Share SparkContext between Java and R Apps under t

2019-02-15 01:47发布

问题:

So here is the setup.

Currently I have two Spark Applications initialized. I need to pass data between them (preferably through shared sparkcontext/sqlcontext so I can just query a temp table). I currently use Parquet Files to dataframe transfer, but is it possible any other way?

MasterURL points to the same SparkMaster

Start Spark via Terminal:

/opt/spark/sbin/start-master.sh; 
/opt/spark/sbin/start-slave.sh spark://`hostname`:7077

Java App Setup:

JavaSparkContext context = new JavaSparkContext(conf);
//conf = setMaster(MasterURL), 6G memory, and 4 cores.
SQLContext sqlContext = new SQLContext(parentContext.sc());

Then I register an existing frame later on

//existing dataframe to temptable
df.registerTempTable("table");

and

SparkR

sc <- sparkR.init(master='MasterURL', sparkEnvir=list(spark.executor.memory='6G', spark.cores.max='4')
sqlContext <- sparkRSQL.init(sc)

# attempt to get temptable
df <- sql(sqlContext, "SELECT * FROM table"); # throws the error

回答1:

As far as I know it is not possible given your current configuration. Tables created using registerTempTable are bound to the specific SQLContext which has been used to create corresponding DataFrame. Even if your Java and SparkR applications use the same master their drivers run on separate JVMs and cannot share single SQLContext.

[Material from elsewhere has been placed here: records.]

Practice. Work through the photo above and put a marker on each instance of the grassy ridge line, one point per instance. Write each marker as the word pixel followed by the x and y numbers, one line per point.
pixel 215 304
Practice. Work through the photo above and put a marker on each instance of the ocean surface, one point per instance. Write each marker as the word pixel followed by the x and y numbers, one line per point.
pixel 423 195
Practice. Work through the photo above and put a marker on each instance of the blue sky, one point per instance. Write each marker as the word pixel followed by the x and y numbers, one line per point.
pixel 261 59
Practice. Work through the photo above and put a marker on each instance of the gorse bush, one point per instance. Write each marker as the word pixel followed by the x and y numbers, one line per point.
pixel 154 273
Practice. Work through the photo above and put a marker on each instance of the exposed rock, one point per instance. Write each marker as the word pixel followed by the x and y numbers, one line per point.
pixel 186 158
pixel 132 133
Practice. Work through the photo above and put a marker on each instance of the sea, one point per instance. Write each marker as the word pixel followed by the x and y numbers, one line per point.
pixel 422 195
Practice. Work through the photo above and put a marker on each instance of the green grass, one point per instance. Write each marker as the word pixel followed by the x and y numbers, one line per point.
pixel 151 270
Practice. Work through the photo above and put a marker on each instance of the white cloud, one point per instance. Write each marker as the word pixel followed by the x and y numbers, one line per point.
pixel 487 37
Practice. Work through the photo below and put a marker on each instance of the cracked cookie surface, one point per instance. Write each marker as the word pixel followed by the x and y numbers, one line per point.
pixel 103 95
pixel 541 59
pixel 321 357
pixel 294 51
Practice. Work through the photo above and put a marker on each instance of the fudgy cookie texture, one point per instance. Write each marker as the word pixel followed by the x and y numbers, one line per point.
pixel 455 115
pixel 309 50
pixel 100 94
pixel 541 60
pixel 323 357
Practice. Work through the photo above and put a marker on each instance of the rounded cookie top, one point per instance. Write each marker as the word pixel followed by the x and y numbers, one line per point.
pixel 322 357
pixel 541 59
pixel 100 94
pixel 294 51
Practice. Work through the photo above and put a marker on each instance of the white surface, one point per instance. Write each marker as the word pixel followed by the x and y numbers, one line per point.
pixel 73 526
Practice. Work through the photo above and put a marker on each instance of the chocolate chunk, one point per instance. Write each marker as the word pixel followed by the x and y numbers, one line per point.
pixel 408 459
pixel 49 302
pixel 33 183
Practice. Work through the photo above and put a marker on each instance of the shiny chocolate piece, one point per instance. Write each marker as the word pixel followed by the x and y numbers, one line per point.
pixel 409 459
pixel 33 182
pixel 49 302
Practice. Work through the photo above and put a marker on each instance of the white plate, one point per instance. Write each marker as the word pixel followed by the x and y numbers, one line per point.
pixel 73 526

There are tools, like Apache Zeppelin, which take a different approach with a single SQLContext (and SparkContext) which is exposed to individual backends. This way you can register table using for example Scala and read it from Python. There is a fork of Zeppelin which provides some support for SparkR and R. You can check how it starts and interacts R backend.